Summary for Lay Audience

Copyright, trademark, and patent are classic intellectual property: tradeable, licensable, and transferable. As well as including copyright, Canada’s Copyright Act includes moral rights, giving authors and performers rights to be named on works and performances, to insist on the integrity of works and performances, and to decide if works or performances can be used with products, services, causes or institutions. In addition to trademarks, Canada’s Trademarks Act protects both prohibited marks (like the Red Cross or any country's flag) that Parliament designates as unavailable for trademark use, and geographical indications (names and symbols stemming from their place of origin protecting the quality and reputation of products). These three types of protection appeared much later than copyright, trademark, or patent. Not one of them is tradeable, licensable, or transferable, clearly distinguishing them from classic intellectual property, but do they form a unique set of their own? If they do, is their common characteristic ‘reputation’? This research determined that reputation is involved in all three: in moral rights, in the concept of integrity; in prohibited marks, in the history of the marks’ protection; in geographical indications, as one of the set of characteristics that can create a geographical indication.

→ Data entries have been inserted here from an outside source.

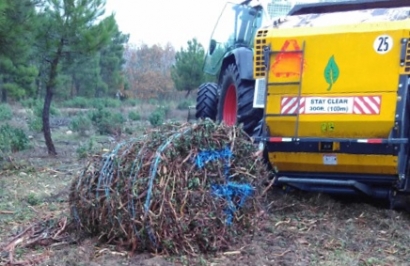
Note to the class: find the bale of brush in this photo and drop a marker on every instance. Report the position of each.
(180, 189)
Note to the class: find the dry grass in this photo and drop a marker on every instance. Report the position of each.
(300, 228)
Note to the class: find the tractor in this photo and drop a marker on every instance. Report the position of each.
(324, 90)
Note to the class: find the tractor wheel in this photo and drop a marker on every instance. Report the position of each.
(236, 101)
(207, 101)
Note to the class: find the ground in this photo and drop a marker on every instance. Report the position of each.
(299, 228)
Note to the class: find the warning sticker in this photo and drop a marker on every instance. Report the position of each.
(364, 105)
(329, 105)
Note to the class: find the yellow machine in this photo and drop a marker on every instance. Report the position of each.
(333, 82)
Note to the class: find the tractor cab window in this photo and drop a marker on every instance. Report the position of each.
(236, 27)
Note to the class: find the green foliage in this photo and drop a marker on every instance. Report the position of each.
(106, 121)
(132, 102)
(81, 124)
(12, 139)
(5, 112)
(33, 199)
(38, 109)
(184, 105)
(157, 117)
(30, 103)
(187, 72)
(17, 25)
(106, 102)
(35, 123)
(78, 102)
(83, 102)
(134, 116)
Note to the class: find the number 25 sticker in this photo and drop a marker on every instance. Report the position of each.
(383, 44)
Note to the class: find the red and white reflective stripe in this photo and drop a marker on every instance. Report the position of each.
(273, 139)
(377, 141)
(369, 105)
(358, 105)
(290, 104)
(370, 141)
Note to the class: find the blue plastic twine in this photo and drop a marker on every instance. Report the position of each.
(230, 190)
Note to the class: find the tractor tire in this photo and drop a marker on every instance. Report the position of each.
(236, 101)
(207, 101)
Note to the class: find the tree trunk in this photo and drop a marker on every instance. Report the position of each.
(3, 96)
(52, 79)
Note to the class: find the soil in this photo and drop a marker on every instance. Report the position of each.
(298, 229)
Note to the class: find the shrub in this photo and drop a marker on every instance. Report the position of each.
(81, 124)
(35, 123)
(134, 116)
(106, 121)
(5, 112)
(157, 117)
(85, 150)
(12, 139)
(184, 105)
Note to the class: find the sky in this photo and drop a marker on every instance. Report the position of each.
(161, 21)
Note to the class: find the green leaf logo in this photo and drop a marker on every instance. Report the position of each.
(331, 72)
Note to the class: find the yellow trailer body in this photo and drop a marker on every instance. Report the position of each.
(336, 95)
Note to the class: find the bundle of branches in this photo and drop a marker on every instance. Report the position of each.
(181, 189)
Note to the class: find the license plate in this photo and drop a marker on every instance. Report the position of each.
(329, 160)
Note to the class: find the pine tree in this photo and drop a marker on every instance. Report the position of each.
(69, 27)
(187, 72)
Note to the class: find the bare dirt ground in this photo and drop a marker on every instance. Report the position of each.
(300, 229)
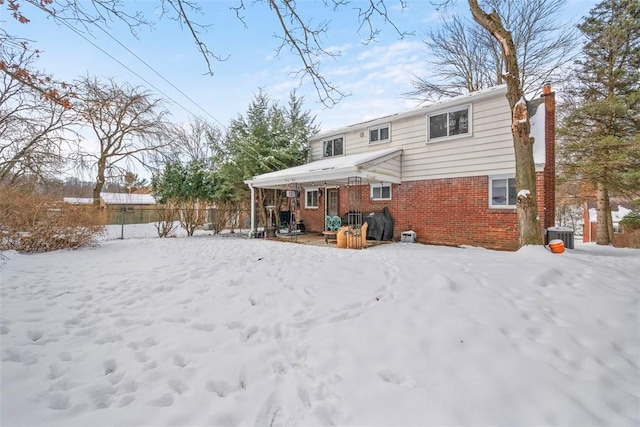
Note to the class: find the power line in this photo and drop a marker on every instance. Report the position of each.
(241, 146)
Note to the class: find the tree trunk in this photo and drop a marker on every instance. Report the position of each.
(604, 235)
(97, 188)
(530, 231)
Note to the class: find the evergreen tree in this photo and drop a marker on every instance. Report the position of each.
(601, 129)
(269, 138)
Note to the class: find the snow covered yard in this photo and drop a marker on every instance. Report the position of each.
(222, 331)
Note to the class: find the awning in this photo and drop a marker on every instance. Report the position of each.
(371, 167)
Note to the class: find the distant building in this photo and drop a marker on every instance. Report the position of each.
(618, 211)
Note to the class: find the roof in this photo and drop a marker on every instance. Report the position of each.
(78, 200)
(489, 92)
(334, 171)
(127, 199)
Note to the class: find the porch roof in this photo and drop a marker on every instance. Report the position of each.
(371, 167)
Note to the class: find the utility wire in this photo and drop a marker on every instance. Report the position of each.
(79, 33)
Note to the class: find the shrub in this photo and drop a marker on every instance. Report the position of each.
(167, 214)
(628, 239)
(31, 222)
(631, 221)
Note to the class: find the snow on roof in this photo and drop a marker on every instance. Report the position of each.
(444, 103)
(616, 216)
(338, 167)
(78, 200)
(127, 199)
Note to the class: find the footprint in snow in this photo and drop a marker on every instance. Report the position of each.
(35, 335)
(180, 361)
(164, 401)
(110, 366)
(177, 386)
(58, 401)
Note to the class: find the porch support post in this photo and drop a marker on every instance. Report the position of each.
(253, 212)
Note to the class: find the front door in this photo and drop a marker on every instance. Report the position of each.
(332, 201)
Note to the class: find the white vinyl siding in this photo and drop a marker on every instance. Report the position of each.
(333, 147)
(488, 152)
(454, 122)
(311, 198)
(380, 134)
(381, 191)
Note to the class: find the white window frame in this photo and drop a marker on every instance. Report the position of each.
(380, 186)
(447, 137)
(332, 140)
(377, 129)
(500, 178)
(306, 198)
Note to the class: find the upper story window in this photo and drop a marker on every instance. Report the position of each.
(381, 191)
(311, 198)
(379, 134)
(333, 147)
(450, 123)
(502, 192)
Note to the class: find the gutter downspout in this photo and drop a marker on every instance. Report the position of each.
(253, 212)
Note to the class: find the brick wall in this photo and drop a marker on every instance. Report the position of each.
(451, 211)
(549, 213)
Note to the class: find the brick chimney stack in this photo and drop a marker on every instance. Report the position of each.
(550, 155)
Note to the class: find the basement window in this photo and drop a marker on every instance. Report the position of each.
(381, 191)
(502, 192)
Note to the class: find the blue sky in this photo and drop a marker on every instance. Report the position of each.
(376, 75)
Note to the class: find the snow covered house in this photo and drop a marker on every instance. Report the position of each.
(446, 171)
(619, 209)
(130, 208)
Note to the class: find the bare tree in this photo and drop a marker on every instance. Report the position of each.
(34, 127)
(528, 219)
(196, 140)
(461, 55)
(302, 35)
(468, 59)
(128, 124)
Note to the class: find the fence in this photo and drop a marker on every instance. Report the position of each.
(146, 221)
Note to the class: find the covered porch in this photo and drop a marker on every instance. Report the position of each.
(331, 188)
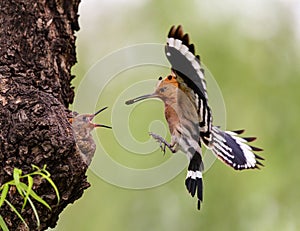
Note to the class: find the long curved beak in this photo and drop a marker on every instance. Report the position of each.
(101, 125)
(102, 109)
(137, 99)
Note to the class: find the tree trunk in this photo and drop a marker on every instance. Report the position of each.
(37, 51)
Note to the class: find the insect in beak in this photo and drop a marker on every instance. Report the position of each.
(140, 98)
(99, 125)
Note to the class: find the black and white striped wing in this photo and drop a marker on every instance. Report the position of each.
(181, 55)
(234, 150)
(187, 66)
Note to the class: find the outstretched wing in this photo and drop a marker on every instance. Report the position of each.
(186, 65)
(181, 55)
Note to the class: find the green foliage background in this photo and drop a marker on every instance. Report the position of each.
(252, 50)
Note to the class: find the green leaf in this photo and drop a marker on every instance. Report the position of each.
(16, 175)
(16, 212)
(3, 194)
(35, 212)
(34, 195)
(28, 191)
(3, 225)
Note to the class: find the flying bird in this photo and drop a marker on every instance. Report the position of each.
(189, 116)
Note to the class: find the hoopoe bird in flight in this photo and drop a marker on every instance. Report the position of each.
(82, 127)
(189, 116)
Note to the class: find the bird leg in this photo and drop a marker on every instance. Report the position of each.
(163, 143)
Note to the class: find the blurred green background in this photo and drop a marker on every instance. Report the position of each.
(252, 50)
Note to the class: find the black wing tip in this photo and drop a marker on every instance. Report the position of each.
(240, 131)
(199, 205)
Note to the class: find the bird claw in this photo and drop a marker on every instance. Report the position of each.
(162, 142)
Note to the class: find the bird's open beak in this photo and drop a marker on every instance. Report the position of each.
(137, 99)
(100, 125)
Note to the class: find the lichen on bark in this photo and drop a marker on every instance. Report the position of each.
(37, 51)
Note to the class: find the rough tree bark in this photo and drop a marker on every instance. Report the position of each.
(37, 51)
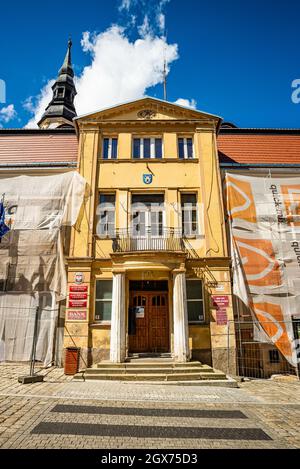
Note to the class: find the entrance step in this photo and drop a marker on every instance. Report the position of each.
(156, 372)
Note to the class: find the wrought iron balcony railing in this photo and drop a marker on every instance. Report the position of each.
(128, 240)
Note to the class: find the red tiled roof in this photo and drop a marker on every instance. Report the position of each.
(26, 148)
(259, 149)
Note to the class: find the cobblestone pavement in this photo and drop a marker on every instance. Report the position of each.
(62, 413)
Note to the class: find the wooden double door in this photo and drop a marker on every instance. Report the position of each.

Reputation in law is most consistently linked with the concept of reputation identified in the common law of defamation: can this ‘reputation’ be connected with that found in moral rights, prohibited marks and geographical indications? Exploring reputation in Canadian jurisprudence, this research shows the preponderance of jury trials in defamation, and the secrecy to which Canadian juries are bound, means reputation’s meaning in Canadian defamation jurisprudence is largely undiscoverable. In the more rare non-jury actions, judges did not link discussion on reputation to specific evidence. Asking whether legal theory scholarship about reputation in defamation could be linked to moral rights, prohibited marks or geographical indications led to the finding it could not. Nonetheless, exploring moral rights, prohibited marks, and geographical indications each in its own historical, international, and Canadian jurisprudential context led to the finding that reputation as ‘esteem’ links all three, creating a common set distinguished from classic intellectual property.